I have two mentees - Bob and Sue - both international students who studied in STEM here at my uni. I know both their supervisors well socially, although we do not really collaborate much at all.
Both Sue and Bob are in the same predicament - and I am not sure how I feel about it all.
Bob finished his PhD 1+ year ago. He passed with minor but rather big revisions, and his work is ok - nothing about it is earth-shattering, based on the seminars I saw through the year. In particular, the research is very incremental, uses non gold-standard techniques, and the novelty it brings will hold impact for a very very small set of stakeholders who may not actually care at all.
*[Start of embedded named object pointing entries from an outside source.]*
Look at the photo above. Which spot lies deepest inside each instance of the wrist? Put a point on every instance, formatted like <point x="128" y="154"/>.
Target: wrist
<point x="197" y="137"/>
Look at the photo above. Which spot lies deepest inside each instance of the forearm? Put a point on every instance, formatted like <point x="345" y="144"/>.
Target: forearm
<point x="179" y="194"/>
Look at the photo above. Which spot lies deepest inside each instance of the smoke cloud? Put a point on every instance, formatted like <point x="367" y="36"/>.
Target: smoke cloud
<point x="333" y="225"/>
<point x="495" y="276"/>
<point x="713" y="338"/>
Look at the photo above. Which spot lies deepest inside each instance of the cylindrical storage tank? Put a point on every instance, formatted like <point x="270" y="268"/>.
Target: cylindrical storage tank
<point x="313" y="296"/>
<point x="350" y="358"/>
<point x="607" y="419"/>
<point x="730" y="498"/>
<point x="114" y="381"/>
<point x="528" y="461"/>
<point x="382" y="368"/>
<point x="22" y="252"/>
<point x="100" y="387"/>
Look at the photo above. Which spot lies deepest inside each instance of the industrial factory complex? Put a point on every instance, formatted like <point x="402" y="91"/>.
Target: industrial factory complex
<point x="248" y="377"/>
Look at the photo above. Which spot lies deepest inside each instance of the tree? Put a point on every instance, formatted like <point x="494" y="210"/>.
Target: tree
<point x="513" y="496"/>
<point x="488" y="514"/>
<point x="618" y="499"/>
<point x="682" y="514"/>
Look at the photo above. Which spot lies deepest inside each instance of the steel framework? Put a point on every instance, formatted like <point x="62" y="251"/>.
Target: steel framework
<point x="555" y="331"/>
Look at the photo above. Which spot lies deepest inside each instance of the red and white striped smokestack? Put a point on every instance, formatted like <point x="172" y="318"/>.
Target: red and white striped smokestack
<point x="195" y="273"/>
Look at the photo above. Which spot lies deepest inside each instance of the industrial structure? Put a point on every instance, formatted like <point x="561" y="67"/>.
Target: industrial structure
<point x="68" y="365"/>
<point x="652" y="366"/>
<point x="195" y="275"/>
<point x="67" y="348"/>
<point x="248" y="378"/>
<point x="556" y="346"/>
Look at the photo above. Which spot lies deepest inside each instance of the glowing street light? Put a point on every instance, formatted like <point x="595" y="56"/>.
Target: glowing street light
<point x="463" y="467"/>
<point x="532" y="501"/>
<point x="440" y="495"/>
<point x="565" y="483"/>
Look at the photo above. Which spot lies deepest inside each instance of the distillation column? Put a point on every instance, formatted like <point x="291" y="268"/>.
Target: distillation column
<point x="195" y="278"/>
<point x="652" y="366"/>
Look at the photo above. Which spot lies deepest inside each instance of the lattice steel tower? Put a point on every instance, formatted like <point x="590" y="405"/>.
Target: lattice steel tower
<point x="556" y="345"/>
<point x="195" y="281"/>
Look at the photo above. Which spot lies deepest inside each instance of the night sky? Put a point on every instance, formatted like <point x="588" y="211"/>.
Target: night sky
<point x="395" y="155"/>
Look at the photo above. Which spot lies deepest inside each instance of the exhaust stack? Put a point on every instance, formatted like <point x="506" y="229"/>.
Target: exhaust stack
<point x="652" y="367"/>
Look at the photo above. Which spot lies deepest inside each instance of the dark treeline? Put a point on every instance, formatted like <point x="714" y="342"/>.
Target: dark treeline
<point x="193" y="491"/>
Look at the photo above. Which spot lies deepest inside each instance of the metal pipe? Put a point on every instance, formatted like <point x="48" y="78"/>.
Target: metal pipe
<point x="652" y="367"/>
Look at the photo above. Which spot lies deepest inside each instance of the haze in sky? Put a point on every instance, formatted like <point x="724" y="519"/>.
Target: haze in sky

Bob is desperate to find a job, and is struggling without publications on his CV, even with recommendations and my support. So far, his work has been submitted in three chunks (3 chapters = 3 papers) and all have been rejected from at least two outlets with quite strong reviewer (negative) comments, some expressing concern that such work "quality" is even coming out of the supervisors lab. Now the supervisor wants him to reconsider publishing at all, or clump the 3 chapters in one single or at max two papers for submission to a "minor league / open access" journal. The REF, I believe, is the main factor here, based on this supervisors' stance.
The other one, Sue, is in pretty much the same situation - except that I'd say her work is really really striking. She writes really well, and what she did was really interesting, with complex methodology. However, 3 years post PhD, she has not published anything from her thesis (but has, from her postdoc). Her supervisor has effectively put her thesis papers "on hold", to be combined with the subsequent work of others in his lab [these people are not finished yet]. Basically, Sue's research may (or may not) see the day of light, with limited chance for her to be a first author. Again, I believe the REF is a big factor here - this supervisor likes to go for BIG papers in big vanity journals, with his name last, at the expense of the many juniors whose contribution often are very much diluted in the mega papers (which can take years to come out).
So - my question: what is our duty to our students and the academic community? Do we publish everything?
Can either Bob or Sue really challenge their supervisors to go their way?
I find mentoring on these topic harder and harder - the uni's publication strategy is all for REF just now, and the unspoken word to the staff is that we want only big papers, not smaller research to get out.
It's not really fair to the ECR though - job hunting with no paper is hard.